I was born at the same time as two of my siblings—my brother Casey and sister Mickie. Most people call this triplets. I don’t talk about it much. I actually have friends I’ve known for years who will hear me say I’m a triplet and be absolutely stunned, saying they had no idea.
But back to my mom.
What she jokes about in that little sentence, is that I wasn’t given the attention I needed when I was little, so now I’m continuing to look for it in everything I do. Don’t get me wrong. My parents are amazing and have loved and supported me so well throughout my whole life—attending practically every sporting event and concert they possible could—but hey, it’s hard to hold three babies.
Today, I still find myself plagued with this internal need to be noticed, appreciated, admired.
I look for it in conversation, playing shows, the way I dress, etc. In some ways, this has been a gift driving me to “succeed”, but in other ways its been an unhealthy need I’ve looked for others to meet. It hasn’t been until recently I’ve realized that maybe people can’t fully give to me what I’m looking for.
Maybe I need to give it to myself.
The hard part about looking to get this need met by what you do—regardless if its music, work, relationships, or some other creative endeavor—is that it can lead to forsaking your own heart.
Can you relate?
Have you ever given up what you’ve truly wanted in order to get attention, praise or some other kind of affirmation?
If you have, you know how empty and painful it can be.
I was having a conversation with my friend Thad the other day.
We’re both musicians, so we often talk about things in relation to the music we write. As we talked, he looked at me and said:
Most artists start out making music for themselves. Other artists make music for someone else. The first can often be selfish, but that latter can be presumptuous. What I want to do is to make music for ‘us’.
What a beautiful thing to say.
I think the reason it hit me so hard was that I’m currently recording an album. And I’ve been in this process of deciding which songs to include, how vulnerable to be, what sort of instrumentation to use, and just general overall vision for the record. I often feel my need for praise and affirmation flare up in the creative process.
In that moment, I felt Thad give me a compass for my new album, a north star to check in with to make sure I was headed in the right direction.
Rather than make an album for me (selfish) or make an album to get the attention of others, I could make it for us.
And I don’t think you have to be a musician to understand Thad’s advice.
I think most of us start out creating because we have to.
It’s this thing that bubbles up inside and comes out in the form of drawings, or playing dress up, or humming a tune. When both the pain and beauty of life hits our hearts, we can’t help but find a way to get it out. We all have a need to be understood, and art has a way of giving us that gift.
For most of us though, it’ll probably stop at only a few family and friends being let into the creative process. And that’s ok. But for those of us who are plagued with the need to be seen or noticed, like I sometimes am, the art can turn into a bit of a “curse”.
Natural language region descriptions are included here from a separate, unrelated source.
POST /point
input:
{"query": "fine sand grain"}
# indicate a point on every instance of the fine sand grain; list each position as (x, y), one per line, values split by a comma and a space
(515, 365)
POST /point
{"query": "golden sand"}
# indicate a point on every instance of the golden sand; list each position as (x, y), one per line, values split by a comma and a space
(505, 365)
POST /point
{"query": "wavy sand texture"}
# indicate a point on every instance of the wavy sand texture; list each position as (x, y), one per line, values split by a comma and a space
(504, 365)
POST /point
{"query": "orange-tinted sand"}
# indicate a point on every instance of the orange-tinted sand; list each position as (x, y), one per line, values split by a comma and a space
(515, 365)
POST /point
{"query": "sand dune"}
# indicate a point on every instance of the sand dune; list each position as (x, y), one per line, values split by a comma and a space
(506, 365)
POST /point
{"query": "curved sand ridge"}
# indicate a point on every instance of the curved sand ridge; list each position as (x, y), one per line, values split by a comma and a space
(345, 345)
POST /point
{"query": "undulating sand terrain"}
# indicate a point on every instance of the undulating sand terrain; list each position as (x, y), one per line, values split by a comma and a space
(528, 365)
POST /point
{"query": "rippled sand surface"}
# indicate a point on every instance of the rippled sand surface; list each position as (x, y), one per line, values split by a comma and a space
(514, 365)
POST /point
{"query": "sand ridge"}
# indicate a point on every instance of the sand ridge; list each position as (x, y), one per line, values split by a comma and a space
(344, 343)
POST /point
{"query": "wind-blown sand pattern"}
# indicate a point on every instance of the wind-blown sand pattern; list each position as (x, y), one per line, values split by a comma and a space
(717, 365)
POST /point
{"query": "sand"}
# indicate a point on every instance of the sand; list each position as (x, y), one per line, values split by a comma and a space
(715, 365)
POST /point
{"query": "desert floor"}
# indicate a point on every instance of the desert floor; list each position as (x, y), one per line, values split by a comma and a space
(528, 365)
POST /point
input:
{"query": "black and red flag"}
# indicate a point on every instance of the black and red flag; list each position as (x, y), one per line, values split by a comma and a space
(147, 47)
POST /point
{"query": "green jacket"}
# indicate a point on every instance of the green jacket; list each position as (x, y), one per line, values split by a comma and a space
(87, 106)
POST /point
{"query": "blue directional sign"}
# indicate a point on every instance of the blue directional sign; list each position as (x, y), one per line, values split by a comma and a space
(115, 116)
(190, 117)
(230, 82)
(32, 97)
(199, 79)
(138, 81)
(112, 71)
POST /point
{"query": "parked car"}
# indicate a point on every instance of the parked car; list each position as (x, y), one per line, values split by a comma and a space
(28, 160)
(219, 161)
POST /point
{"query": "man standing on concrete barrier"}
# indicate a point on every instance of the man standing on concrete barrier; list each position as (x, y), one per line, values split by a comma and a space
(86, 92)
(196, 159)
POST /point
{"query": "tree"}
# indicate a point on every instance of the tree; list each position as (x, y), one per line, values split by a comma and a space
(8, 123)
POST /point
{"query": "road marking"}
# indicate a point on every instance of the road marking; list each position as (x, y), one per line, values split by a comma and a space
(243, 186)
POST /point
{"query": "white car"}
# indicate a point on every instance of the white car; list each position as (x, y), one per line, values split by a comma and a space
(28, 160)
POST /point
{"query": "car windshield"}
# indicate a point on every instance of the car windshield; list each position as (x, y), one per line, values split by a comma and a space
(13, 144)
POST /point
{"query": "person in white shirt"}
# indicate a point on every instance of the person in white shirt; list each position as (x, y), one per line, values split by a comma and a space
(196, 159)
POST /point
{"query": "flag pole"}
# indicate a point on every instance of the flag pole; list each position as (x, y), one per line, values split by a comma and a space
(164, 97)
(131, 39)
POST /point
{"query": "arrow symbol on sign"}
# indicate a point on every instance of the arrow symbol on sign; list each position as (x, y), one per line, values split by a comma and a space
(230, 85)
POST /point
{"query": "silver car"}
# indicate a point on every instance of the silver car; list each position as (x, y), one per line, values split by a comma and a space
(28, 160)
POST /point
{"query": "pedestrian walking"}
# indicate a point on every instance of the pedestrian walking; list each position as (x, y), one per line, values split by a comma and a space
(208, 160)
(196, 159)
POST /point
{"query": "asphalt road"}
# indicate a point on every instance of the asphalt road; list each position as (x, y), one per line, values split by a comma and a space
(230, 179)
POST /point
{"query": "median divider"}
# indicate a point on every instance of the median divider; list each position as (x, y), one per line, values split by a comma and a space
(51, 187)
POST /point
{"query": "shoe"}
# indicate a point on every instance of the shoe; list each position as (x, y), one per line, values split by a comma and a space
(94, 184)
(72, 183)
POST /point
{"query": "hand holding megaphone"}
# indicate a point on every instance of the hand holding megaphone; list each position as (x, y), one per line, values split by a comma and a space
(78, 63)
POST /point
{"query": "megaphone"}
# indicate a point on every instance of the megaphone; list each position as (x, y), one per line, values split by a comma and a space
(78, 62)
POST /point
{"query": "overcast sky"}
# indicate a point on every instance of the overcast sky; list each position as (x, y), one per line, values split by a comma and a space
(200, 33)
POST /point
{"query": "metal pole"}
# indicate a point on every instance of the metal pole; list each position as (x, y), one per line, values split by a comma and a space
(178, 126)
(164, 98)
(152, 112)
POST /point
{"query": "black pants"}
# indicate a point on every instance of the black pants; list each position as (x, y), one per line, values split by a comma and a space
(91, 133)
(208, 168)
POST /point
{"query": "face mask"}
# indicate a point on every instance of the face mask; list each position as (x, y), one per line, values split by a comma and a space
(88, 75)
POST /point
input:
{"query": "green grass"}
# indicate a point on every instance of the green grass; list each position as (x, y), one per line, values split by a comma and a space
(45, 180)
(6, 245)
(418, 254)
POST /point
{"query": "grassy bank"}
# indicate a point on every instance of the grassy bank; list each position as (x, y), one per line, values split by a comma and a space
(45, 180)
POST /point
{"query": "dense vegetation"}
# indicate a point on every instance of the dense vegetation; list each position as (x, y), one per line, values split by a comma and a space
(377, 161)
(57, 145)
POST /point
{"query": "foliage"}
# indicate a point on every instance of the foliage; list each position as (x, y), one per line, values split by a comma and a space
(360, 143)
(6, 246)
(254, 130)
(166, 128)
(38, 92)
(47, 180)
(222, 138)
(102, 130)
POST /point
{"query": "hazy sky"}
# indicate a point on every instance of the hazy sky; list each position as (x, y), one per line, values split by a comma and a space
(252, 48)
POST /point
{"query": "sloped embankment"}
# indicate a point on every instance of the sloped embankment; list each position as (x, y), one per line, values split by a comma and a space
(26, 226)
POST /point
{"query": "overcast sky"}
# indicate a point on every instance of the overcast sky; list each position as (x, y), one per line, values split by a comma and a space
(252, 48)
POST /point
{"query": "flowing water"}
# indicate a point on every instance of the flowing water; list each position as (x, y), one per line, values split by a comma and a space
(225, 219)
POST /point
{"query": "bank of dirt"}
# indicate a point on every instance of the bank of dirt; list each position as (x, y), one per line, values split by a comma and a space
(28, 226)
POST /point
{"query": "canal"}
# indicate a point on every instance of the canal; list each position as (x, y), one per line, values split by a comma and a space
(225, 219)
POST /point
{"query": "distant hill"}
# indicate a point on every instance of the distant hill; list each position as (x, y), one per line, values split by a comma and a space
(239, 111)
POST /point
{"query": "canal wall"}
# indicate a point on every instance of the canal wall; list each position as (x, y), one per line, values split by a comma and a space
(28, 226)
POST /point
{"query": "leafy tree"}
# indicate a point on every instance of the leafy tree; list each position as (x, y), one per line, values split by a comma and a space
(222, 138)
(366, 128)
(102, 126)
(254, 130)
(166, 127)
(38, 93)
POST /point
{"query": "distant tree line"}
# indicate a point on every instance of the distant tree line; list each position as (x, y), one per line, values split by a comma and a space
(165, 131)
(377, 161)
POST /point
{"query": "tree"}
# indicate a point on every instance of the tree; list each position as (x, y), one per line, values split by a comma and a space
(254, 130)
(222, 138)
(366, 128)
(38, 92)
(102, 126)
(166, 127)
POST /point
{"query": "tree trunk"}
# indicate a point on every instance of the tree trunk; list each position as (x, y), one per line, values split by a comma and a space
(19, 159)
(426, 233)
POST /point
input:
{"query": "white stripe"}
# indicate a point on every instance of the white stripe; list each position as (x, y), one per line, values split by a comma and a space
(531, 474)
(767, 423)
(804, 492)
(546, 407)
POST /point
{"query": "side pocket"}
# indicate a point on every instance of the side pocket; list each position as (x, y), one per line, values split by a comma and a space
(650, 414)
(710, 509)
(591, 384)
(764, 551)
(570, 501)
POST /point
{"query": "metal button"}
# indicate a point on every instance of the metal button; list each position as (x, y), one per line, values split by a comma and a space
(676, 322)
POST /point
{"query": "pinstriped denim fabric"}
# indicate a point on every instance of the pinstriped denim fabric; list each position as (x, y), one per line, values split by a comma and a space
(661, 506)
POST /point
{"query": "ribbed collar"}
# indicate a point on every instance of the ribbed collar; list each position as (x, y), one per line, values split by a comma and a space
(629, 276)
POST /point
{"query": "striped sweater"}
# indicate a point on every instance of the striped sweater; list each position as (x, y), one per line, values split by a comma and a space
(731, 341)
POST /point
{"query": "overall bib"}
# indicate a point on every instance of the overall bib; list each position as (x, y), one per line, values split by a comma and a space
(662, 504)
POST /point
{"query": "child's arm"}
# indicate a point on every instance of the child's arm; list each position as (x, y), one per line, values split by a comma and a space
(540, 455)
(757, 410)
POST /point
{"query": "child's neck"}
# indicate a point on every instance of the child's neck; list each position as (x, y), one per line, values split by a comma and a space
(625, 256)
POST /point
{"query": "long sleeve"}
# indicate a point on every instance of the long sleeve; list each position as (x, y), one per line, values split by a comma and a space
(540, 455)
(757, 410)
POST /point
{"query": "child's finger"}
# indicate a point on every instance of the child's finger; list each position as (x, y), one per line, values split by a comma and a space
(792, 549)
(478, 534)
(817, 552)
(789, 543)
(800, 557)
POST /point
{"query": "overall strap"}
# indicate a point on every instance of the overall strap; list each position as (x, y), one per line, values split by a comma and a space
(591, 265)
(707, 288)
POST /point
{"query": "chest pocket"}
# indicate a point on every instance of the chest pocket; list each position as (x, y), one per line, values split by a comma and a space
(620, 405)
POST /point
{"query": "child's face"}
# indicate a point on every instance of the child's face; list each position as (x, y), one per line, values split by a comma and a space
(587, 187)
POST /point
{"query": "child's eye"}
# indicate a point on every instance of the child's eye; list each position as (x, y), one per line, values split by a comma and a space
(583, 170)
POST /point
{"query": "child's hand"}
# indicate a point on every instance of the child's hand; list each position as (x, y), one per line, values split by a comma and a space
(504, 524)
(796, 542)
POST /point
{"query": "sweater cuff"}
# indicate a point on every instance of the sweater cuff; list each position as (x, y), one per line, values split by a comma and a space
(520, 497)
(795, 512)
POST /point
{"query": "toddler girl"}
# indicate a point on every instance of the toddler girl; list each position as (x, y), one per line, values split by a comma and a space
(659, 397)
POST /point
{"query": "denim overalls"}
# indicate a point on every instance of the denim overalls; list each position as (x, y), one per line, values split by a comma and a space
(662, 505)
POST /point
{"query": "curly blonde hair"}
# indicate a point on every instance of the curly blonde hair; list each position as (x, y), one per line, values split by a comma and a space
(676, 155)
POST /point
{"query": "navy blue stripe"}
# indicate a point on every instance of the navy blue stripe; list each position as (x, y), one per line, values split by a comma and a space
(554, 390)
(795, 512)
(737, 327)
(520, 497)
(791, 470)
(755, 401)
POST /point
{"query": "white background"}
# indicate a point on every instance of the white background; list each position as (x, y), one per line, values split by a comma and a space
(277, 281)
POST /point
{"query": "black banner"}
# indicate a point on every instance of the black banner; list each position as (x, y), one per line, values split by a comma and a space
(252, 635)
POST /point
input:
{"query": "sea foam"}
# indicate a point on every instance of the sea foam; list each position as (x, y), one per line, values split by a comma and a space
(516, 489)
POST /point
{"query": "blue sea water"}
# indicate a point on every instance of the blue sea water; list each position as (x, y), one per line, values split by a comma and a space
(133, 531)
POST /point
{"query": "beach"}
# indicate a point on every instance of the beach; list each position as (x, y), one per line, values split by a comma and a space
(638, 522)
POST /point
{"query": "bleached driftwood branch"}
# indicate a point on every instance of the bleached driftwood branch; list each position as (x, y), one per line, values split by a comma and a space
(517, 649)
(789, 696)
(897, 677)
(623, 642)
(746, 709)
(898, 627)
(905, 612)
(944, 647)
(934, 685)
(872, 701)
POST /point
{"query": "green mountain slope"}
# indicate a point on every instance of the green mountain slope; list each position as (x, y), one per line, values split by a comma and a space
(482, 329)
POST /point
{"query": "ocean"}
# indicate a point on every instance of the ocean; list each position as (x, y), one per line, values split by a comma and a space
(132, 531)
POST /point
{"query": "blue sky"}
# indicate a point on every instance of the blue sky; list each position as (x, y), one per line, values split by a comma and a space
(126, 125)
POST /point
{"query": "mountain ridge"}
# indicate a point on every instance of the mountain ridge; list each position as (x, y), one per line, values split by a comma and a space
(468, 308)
This is what I think Thad was saying: those who create for the sake of the connection will be the artists who last.
Brené Brown says that there is nothing as essential to happiness as human connection.
In any relationship, if we’re looking to get from someone something we haven’t first given to our self, there will always be a breakdown in that relationship. It’s when two people decide to first care for and nurture their own heart that the deepest connections can develop.
The ‘us’ is about that connection.
It’s about the conversation, the moments we get to share. That’s the true power of music, or any art for that matter. When an artist taps into and expresses the sacredness and commonality of our shared human experience, we all benefit.
After listening to a great song, we say with the artist, “Me too. I’ve felt that.”
In life, it’s impossible not to experience love and loss, to know both pain and beauty.
But the world doesn’t need more selfish art; it needs greater connection. It needs a deep joy to be experienced, a joy that can only be found in truly knowing and being known. I need this kind of joy.
So my question is this: where can you enter into the ‘us’?
You’re a gift to the world. You have something special inside of you that no one else has. You’re a part of ‘us’. In what ways can you make that kind of “music”? I’m dying to hear it. The world is longing to experience it.